Harry Lindgren (1912-1992) was an Australian patent examiner who published in 1964 the first book devoted exclusively to geometric dissections, reaching well beyond what was known so far. To find dissections with few pieces, he created ingenious techniques: He cut a geometric figure, such as a regular polygon or star, into pieces that he rearranged into a pattern that could tessellate the plane, and overlaid it with a tessellation for a second figure of the same area and an identical repeating pattern to give a dissection. He similarly showed how to fill two infinite strips of constant width with appropriate repeating patterns, so that laying one such strip across another identified a dissection. Lindgren also used the inherent structure of a regular polygon in terms of rhombuses and equilateral triangles. He derived rational trigonometric relationships between the dimensions of pairs of regular polygons and stars of equal area. He explored classes of identical geometric figures which could easily be dissected into a larger similar figure. This talk illustrates many lovely examples of Lindgren's work.

### Martin Gardner -- "Are you a mathematician?"

*2:00 p.m. - 2:20 p.m.*

**Dana Richards**, *George Mason University*

#### Abstract

Martin Gardner is best known as a writer of recreational mathematics. It is often said he was not a mathematician; he said so himself. However he often contributed original results. These are found in math journals, his column and in the magic literature.

### LOOK! George Phillips Odom Jr. and a Search for an Understanding Order

*2:30 p.m. - 2:50 p.m.*

**Dick Esterle**, *https://www.dickesterle.com*

#### Abstract

Upon receiving George Odom’s method for constructing a pentagon, Canadian geometer H.S.M.Coxeter published it in Odom’s name in 1983 where it appeared as a picture accompanied by one word: “Behold!” This presentation will examine some of this American artist and amateur geometer’s insights into the golden mean in drawings and models as well as searches for an “overriding system of polyhedral permutations” in 3 dimensional space.
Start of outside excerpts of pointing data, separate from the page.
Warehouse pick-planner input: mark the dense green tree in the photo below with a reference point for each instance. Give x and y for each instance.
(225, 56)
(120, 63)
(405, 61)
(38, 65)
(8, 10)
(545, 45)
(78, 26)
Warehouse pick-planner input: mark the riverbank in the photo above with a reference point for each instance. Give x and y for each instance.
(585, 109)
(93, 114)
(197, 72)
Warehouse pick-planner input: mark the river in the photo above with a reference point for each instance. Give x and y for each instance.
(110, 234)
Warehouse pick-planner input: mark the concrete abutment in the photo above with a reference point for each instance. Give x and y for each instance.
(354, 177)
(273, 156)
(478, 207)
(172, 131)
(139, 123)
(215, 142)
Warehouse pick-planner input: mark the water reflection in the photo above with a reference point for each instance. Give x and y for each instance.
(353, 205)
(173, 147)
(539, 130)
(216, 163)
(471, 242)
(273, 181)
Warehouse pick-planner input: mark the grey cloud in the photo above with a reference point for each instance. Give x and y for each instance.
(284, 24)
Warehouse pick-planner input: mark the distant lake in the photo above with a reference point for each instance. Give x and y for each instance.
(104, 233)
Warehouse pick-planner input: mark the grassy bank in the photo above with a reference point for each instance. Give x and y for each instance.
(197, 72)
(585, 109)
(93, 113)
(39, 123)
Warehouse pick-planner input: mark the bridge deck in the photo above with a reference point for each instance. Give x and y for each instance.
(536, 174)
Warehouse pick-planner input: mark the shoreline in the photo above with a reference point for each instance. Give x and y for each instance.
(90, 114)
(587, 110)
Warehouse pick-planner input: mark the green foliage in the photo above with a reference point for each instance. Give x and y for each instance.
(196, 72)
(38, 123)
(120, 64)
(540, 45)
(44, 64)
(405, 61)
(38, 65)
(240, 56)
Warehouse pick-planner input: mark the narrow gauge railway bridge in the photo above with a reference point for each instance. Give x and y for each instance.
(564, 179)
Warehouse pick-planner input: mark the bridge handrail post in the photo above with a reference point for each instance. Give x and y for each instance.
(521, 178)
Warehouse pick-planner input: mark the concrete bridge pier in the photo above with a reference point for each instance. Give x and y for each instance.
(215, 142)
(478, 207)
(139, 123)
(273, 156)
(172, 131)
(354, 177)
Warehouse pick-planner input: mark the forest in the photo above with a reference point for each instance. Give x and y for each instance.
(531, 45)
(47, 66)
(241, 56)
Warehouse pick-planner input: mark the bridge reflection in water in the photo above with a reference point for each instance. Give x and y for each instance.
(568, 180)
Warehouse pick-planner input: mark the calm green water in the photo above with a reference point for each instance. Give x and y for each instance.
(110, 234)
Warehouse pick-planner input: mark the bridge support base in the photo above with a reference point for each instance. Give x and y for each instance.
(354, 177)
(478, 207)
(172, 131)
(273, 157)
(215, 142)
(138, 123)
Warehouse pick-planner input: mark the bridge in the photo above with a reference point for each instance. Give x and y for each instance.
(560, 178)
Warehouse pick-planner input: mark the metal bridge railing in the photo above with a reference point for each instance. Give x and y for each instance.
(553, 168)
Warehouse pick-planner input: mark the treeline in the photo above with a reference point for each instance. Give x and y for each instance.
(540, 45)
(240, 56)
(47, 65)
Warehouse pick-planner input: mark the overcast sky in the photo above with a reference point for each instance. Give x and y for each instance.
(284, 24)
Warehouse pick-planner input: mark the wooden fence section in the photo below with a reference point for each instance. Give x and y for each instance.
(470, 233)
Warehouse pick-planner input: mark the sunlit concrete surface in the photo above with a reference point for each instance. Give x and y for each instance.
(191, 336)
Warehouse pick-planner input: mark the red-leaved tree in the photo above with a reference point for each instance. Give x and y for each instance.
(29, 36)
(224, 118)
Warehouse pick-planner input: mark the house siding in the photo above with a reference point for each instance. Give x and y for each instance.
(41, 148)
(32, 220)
A solitary individual, Odom corresponded with H.S.M. Coxeter, Magnus Wenninger and R. Buckminster Fuller.

### Anthony Hill and The Crossing Number

*3:00 p.m. - 3:20 p.m.*

**Marcus Schaefer**, *DePaul University*

#### Abstract

Suppose we are tasked with visualizing a network of n people with connections drawn between any two of them. To improve the readability of the visualization, we want to minimize the number of crossings in the drawing. How many crossings are necessary to do so, and how does this number depend on n? This question was first asked not by a mathematician, but by a famous British constructivist artist, Anthony Hill. His conjectured answer has driven research in the crossing number of graphs (networks) for many decades. We will talk about the early history of the crossing number problem, and how it was shaped by Hill.

### Robert Amman (1946 - 1994): Postman and More

*3:30 p.m. - 3:50 p.m.*

**Marjorie Senechal**, *Smith College*

#### Abstract

Googling "Robert Ammann, mathematician" in mid-March brings up 545,000 results in 0.69 seconds. Not bad for one whose only published math paper was a co-authored work he disavowed! Yet this off-and-on early-computer programmer-turned-postal-worker was respected by such luminaries as Martin Gardner, Roger Penrose, N. G. de Bruijn, and Branko Grünbaum. And surely he is the only such to be celebrated in an off-Broadway play! Who was Robert Ammann, and what is his legacy?

### Questions and Wrapup

*3:50 p.m. - 4:00 p.m.*